For the project you will create, in groups of 2 or 3, a thorough analysis of a particular dataset using at least one relatively advanced method that we have discussed in class and at least one method we have not discussed in class. Deliverables for the project include:

- Your primary analysis write-up. This will include:
- a single R markdown file (that can be knitted) and
- the resulting knitted pdf file

- An appendix containing your exploratory or preliminary analyses. This will include:
- a single R markdown file (that can be knitted) and
- the resulting knitted pdf file

- An in-class presentation. (
**Still deciding if we will do this this year.**)

This part of the page will be updated with more details and deadlines later.

Choice of a strong dataset will be particularly important. Since our objective is to explore methods beyond multiple regression, your data set should be complex enough that more advanced methods are required/helpful. I am providing a few possible data sets that I found here. You are welcome to use one of these options, or to propose your own data sets.

Vaux, Bert, and Scott Golder. “The Harvard dialect survey.” Cambridge, MA: Harvard University Linguistics Department (2003).

A few years ago, a bunch of maps showing the distribution of dialects in America were published online. Here’s an example of maps like this: https://www.businessinsider.com/american-english-dialects-maps-2018-1

I have written to Prof. Bert Vaux at the University of Cambridge and he has agreed to share data from his 2003 survey of dialect use in the United States. We have survey responses from 47472 people. For each person, we have a record of where that person lives as given by their city, state and zip code, and their responses to 122 questions. The questions and possible responses for each question are posted here: https://www4.uwm.edu/FLL/linguistics/dialect/maps.html

I think a good goal for this project would be to use these data to fit a classification method, and use it to create one or more maps similar to the map linked above, showing predicted class membership at each location in the US.

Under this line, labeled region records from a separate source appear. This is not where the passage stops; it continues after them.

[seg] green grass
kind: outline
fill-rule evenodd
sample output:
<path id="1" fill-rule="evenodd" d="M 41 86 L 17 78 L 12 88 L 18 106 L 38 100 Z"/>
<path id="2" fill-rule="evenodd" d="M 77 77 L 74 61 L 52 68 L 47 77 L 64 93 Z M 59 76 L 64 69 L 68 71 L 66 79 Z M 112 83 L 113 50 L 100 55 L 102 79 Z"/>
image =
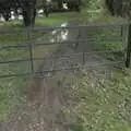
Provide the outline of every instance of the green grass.
<path id="1" fill-rule="evenodd" d="M 73 21 L 78 17 L 78 13 L 57 13 L 50 14 L 48 19 L 37 19 L 37 25 L 60 25 L 63 22 Z M 0 35 L 0 61 L 16 60 L 28 58 L 27 48 L 2 48 L 4 46 L 15 46 L 26 44 L 27 34 L 22 32 L 23 26 L 19 21 L 10 23 L 0 23 L 0 29 L 10 29 L 15 31 L 15 33 L 1 34 Z M 37 31 L 32 33 L 32 40 L 43 37 L 45 35 L 44 31 Z M 55 51 L 56 46 L 51 48 L 50 46 L 39 46 L 35 47 L 33 50 L 34 58 L 40 58 L 46 52 Z M 37 70 L 40 61 L 34 62 L 35 70 Z M 0 64 L 0 74 L 21 74 L 29 73 L 31 63 L 21 62 L 21 63 L 7 63 Z M 25 102 L 25 91 L 26 91 L 26 78 L 13 78 L 13 79 L 0 79 L 0 121 L 8 119 L 10 111 L 14 106 L 20 105 L 20 103 Z"/>
<path id="2" fill-rule="evenodd" d="M 96 72 L 97 73 L 97 72 Z M 110 79 L 83 72 L 73 85 L 75 106 L 67 114 L 73 131 L 131 131 L 131 72 L 115 71 Z"/>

A second analysis could be to use hierarchical clustering to group the survey respondents into a few groups according to their responses to the 122 survey questions.

You may also come up with other questions you’d like to answer.

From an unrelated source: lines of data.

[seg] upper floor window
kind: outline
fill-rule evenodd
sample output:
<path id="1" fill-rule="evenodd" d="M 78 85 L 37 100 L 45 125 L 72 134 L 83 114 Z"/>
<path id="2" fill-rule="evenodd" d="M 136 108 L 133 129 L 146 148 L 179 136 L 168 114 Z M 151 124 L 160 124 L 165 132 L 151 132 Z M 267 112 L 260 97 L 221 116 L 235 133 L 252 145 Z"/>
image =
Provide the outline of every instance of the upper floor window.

Note that while Prof. Vaux has generously shared his data with us, he has asked that we not make the data public. You will be able to make your analysis public if you wish, but not the data set.

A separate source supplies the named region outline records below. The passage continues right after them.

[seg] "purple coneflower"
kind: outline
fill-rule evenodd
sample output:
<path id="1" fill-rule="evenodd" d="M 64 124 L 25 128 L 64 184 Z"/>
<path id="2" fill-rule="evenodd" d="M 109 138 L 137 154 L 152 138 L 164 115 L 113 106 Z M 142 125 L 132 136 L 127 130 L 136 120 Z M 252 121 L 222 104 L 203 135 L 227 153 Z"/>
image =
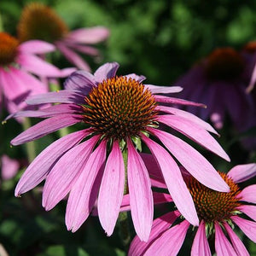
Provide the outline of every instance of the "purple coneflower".
<path id="1" fill-rule="evenodd" d="M 160 165 L 177 208 L 191 224 L 198 224 L 192 197 L 177 164 L 167 150 L 206 186 L 218 191 L 229 191 L 229 187 L 198 151 L 177 137 L 159 129 L 159 123 L 178 131 L 229 160 L 208 132 L 216 131 L 189 113 L 162 106 L 162 103 L 201 106 L 158 95 L 178 92 L 180 87 L 144 84 L 142 82 L 145 77 L 134 73 L 116 76 L 118 67 L 119 64 L 113 62 L 102 65 L 94 74 L 85 71 L 73 73 L 66 80 L 65 90 L 28 98 L 28 104 L 60 104 L 15 114 L 15 117 L 47 119 L 13 139 L 13 145 L 78 123 L 85 129 L 67 135 L 45 148 L 21 177 L 15 195 L 45 179 L 43 206 L 50 210 L 69 193 L 66 224 L 73 231 L 85 221 L 98 196 L 99 218 L 110 236 L 125 187 L 131 196 L 135 230 L 146 241 L 153 220 L 153 199 L 148 173 L 137 152 L 143 142 Z"/>
<path id="2" fill-rule="evenodd" d="M 91 44 L 106 40 L 108 35 L 109 32 L 104 26 L 69 32 L 64 20 L 52 9 L 41 3 L 26 5 L 18 25 L 20 41 L 40 39 L 54 44 L 71 63 L 86 71 L 90 71 L 88 63 L 75 51 L 98 56 L 98 50 Z"/>
<path id="3" fill-rule="evenodd" d="M 219 48 L 175 84 L 183 87 L 183 98 L 207 106 L 207 109 L 188 110 L 203 119 L 210 119 L 216 129 L 221 129 L 229 117 L 238 131 L 243 132 L 253 125 L 255 113 L 252 96 L 246 93 L 249 69 L 251 61 L 243 54 L 230 47 Z"/>
<path id="4" fill-rule="evenodd" d="M 155 167 L 156 164 L 153 166 Z M 228 193 L 212 190 L 189 174 L 185 176 L 200 219 L 191 255 L 211 256 L 214 247 L 210 248 L 208 240 L 212 241 L 214 236 L 218 256 L 249 255 L 233 229 L 236 224 L 249 239 L 256 242 L 256 207 L 252 205 L 256 203 L 256 185 L 250 185 L 243 189 L 237 185 L 256 175 L 256 164 L 236 166 L 227 174 L 219 173 L 230 188 Z M 158 186 L 160 183 L 160 179 Z M 162 187 L 165 185 L 162 184 Z M 125 199 L 121 209 L 124 207 L 128 210 L 129 197 Z M 155 204 L 170 201 L 172 200 L 168 195 L 154 195 Z M 239 216 L 242 213 L 250 219 Z M 186 234 L 189 232 L 191 236 L 191 232 L 195 232 L 195 227 L 189 230 L 190 224 L 183 218 L 180 218 L 180 212 L 177 210 L 154 219 L 148 242 L 142 241 L 136 236 L 131 241 L 128 255 L 177 255 Z"/>
<path id="5" fill-rule="evenodd" d="M 69 69 L 61 71 L 36 55 L 54 49 L 55 46 L 49 43 L 32 40 L 19 44 L 14 37 L 0 32 L 0 102 L 3 96 L 3 102 L 9 113 L 25 107 L 24 99 L 28 95 L 48 91 L 47 86 L 31 73 L 44 77 L 62 77 L 68 72 Z"/>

https://www.kaggle.com/c/shelter-animal-outcomes

Here’s a description of this contest from Kaggle:

Every year, approximately 7.6 million companion animals end up in US shelters. Many animals are given up as unwanted by their owners, while others are picked up after getting lost or taken out of cruelty situations. Many of these animals find forever families to take them home, but just as many are not so lucky. 2.7 million dogs and cats are euthanized in the US every year.

Using a dataset of intake information including breed, color, sex, and age from the Austin Animal Center, we’re asking Kagglers to predict the outcome for each animal.

We also believe this dataset can help us understand trends in animal outcomes. These insights could help shelters focus their energy on specific animals who need a little extra help finding a new home.

https://archive.ics.uci.edu/ml/datasets/Superconductivty+Data

https://www.sciencedirect.com/science/article/pii/S0927025618304877?via%3Dihub

Here’s a quote from the original article linked above, Hamidieh, Kam, A data-driven statistical model for predicting the critical temperature of a superconductor, Computational Materials Science, Volume 154, November 2018, Pages 346-354.

Superconducting materials - materials that conduct current with zero resistance - have significant practical applications. Perhaps the best known application is in the Magnetic Resonance Imaging (MRI) systems widely employed by health care professionals for detailed internal body imaging…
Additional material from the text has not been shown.